By Matt Binsfeld, Roger Dunham | 2024 Apr 12

Sanity Image
Read time

7 min

The Apryse SDK enables you to create a PDF from an Office document without the need to install Office. Not only does this remove the need for an Office software license, but it also means that conversion can occur on platforms where Office is not supported – for example, on Linux.

When converting a DOCX to PDF, you generally expect that the resulting file should look the same as the Office document, with line and page breaks all being in the correct location. However, one critical aspect that often gets overlooked is the handling of fonts.

Font handling can significantly impact how the document appears in its final form, since fonts affect not just the look of the words, but also their size and potentially the number of words that fit onto a line. Changing the font can cause paragraphs to reflow, and text to even be pushed onto the following page.

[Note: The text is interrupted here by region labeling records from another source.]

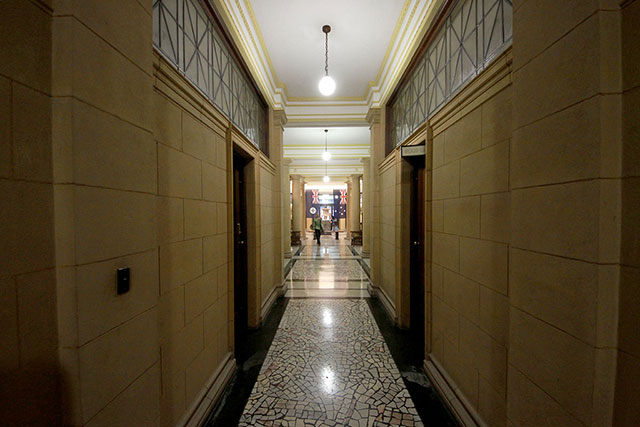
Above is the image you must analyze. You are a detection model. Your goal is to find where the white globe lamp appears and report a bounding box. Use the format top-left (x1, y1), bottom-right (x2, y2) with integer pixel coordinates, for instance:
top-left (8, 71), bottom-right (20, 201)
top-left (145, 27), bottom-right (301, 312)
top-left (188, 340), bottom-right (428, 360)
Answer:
top-left (318, 76), bottom-right (336, 96)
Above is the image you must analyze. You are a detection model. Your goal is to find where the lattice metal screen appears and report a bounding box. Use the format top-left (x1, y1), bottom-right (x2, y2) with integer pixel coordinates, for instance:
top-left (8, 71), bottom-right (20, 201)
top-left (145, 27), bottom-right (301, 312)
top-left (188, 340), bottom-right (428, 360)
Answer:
top-left (389, 0), bottom-right (513, 147)
top-left (153, 0), bottom-right (268, 154)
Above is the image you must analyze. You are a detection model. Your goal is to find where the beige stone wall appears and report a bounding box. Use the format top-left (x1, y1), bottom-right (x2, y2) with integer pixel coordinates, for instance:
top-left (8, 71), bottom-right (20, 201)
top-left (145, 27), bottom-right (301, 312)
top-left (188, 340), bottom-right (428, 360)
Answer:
top-left (0, 0), bottom-right (60, 425)
top-left (0, 0), bottom-right (281, 425)
top-left (376, 159), bottom-right (398, 310)
top-left (52, 1), bottom-right (161, 425)
top-left (614, 0), bottom-right (640, 425)
top-left (260, 162), bottom-right (282, 314)
top-left (507, 1), bottom-right (620, 425)
top-left (430, 74), bottom-right (512, 426)
top-left (154, 60), bottom-right (231, 425)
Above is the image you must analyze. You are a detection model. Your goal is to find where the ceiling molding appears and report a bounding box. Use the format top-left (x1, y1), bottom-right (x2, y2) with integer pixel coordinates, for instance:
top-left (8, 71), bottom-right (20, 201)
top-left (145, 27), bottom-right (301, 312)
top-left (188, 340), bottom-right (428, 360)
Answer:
top-left (210, 0), bottom-right (444, 123)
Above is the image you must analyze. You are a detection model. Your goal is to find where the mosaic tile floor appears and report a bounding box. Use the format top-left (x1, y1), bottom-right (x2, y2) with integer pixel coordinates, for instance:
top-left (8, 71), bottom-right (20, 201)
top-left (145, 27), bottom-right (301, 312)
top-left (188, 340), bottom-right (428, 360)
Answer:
top-left (239, 299), bottom-right (423, 427)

In this article we will delve into the world of font substitution, embedding, and how they affect PDF output.

The Necessity of Font Presence

Copied to clipboard

For a font to be accurately represented in a PDF, it must be available at the time of PDF generation. If the required font is missing, an available substitute font will be used.

As an example, let’s look at a Word document that was created on a machine that has a specific font called Jeepers installed (it also includes text in two other fonts).

Blog image

Figure 1 – The sample file shown on a machine where the font Jeepers is installed

If we convert that DOCX to PDF on the machine where it was created (which has Jeepers installed), the resulting PDF looks just like the Word document.

Blog image

Figure 2 – The PDF created from the example DOCX file on a machine where Jeepers is installed

So far so good!

However, if that exact same DOCX file is opened on a machine where Jeepers is not available, Word will substitute it with a font that is available.

Blog image

Figure 3 – The same DOCX file, opened on a machine where the font Jeepers was not available. It has been replaced with a different font.

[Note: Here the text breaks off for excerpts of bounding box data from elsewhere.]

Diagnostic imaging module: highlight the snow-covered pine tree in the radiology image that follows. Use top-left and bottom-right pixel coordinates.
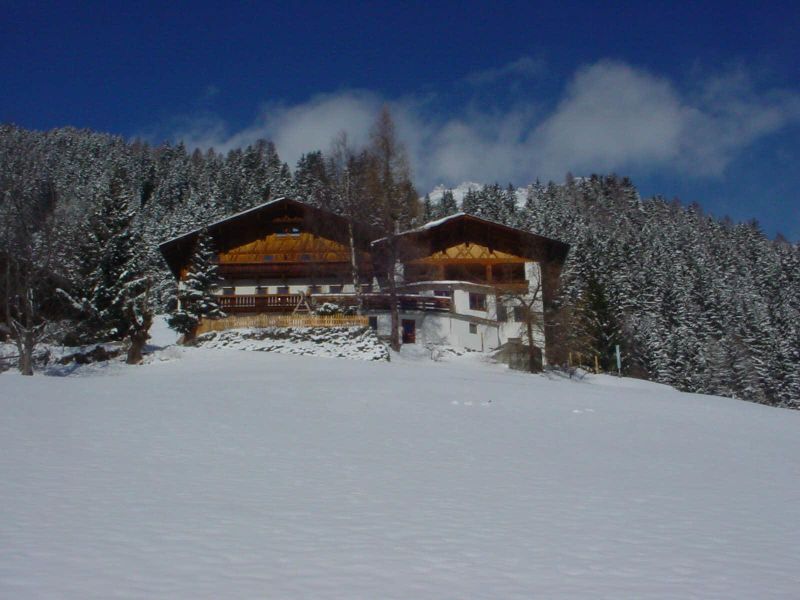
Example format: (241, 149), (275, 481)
(439, 190), (458, 218)
(422, 194), (438, 223)
(73, 169), (143, 342)
(167, 229), (225, 341)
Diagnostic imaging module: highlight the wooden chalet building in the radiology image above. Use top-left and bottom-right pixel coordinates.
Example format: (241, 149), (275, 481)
(160, 198), (569, 364)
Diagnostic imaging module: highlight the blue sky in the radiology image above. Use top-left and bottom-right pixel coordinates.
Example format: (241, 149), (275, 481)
(0, 2), (800, 241)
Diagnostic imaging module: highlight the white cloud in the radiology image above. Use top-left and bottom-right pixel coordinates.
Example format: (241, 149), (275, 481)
(465, 56), (545, 85)
(156, 58), (800, 190)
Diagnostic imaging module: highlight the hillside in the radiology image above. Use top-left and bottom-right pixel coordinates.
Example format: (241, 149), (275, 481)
(0, 347), (800, 599)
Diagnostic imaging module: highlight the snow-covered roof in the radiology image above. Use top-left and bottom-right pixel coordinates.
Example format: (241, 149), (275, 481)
(159, 196), (286, 246)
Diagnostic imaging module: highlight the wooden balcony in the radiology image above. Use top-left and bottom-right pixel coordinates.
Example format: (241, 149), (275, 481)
(217, 294), (302, 314)
(217, 294), (451, 314)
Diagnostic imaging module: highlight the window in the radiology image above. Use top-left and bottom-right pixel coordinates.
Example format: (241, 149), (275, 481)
(497, 301), (508, 321)
(469, 292), (486, 310)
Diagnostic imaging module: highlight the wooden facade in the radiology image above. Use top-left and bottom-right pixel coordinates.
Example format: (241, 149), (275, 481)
(160, 199), (568, 358)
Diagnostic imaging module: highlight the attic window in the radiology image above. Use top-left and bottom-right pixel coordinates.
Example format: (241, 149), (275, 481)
(277, 225), (300, 236)
(469, 292), (486, 310)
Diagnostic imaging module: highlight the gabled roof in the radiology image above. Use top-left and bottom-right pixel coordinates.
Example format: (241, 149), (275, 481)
(158, 198), (375, 277)
(372, 213), (569, 263)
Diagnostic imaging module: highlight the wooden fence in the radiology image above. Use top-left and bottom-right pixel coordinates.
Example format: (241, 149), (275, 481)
(197, 314), (369, 335)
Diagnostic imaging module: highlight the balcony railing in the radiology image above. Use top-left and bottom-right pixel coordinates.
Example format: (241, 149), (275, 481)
(217, 294), (451, 314)
(217, 294), (303, 314)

If you are curious about what the new font is, you can dig down into File > Options > Advanced > Font substitution in Word. In this example, Calibri has been substituted for Jeepers.

The substitution mechanism used in Word is complex, subject to change at any time, and can also be overridden by the user. It may even vary from one version of Office to another, or if you use an alternative word processor. As such, there is no single “truth” as far as font substitution is concerned.

When Apryse SDK converts an Office document to PDF it will also need to make a substitution. It might use a different font from the one that Word would, since there may be different sets of available fonts and substitution logic can differ.

This means that a PDF could look different from how Word would display that document on the same machine. This isn’t wrong, just different. Both mechanisms are substituting the original for an alternative font. In fact, if we look at the PDF generated by Apryse, we find that Arial MT has been substituted for Jeepers, which is arguably a better match to the original than Word’s choice. (The length of the text lines in the PDF created by Apryse is very similar to those in DOCX file on the original machine.)

Blog image

Figure 4 – The PDF created from the DOCX file using Apryse SDK on a machine where the font Jeepers is not installed

Recommendations for Preventing Font Substitution

Copied to clipboard

There are three options:

  1. Install the font on the machine that’s converting from Office to PDF.
  2. When creating the DOCX file, embed the fonts into the Word document itself. There is an article about how to set up font embedding in Word which is aimed at Fluent users, but the technique is applicable for anyone that uses Word. The downside is that not all fonts can be embedded due to licensing restrictions. Plus, embedding fonts can result in a significant increase in file size – without fonts the DOCX is 5 KB, and with embedded fonts it is 4,500 KB.
  3. Use the Apryse substitute font package with either the default fonts, or, if served locally, with your custom fonts (like Jeepers). This system allows fonts to be accessed from a folder without the need to install them.

Typical usage is shown below.

// The fonts can be served locally, or via the default hosted by Apryse	

WebFontDownloader::SetCustomWebFontURL([Path to /SelfServeWebFontsV2/]);

// Start with a PDFDoc (the conversion destination)

PDFDoc pdfdoc;

// perform the conversion with no optional parameters

Convert::OfficeToPDF(pdfdoc, input_path + input_filename, NULL);

// save the result

pdfdoc.Save(output_path + output_filename, SDF::SDFDoc::e_linearized, NULL);
Blog image

Figure 5 – An example of how the self-serve font package can result in a great result

Having generated the PDF, the issues with fonts may still not be over. When the PDF is viewed, further font substitutions may occur. This can be problematic on systems with few available fonts, like mobile devices.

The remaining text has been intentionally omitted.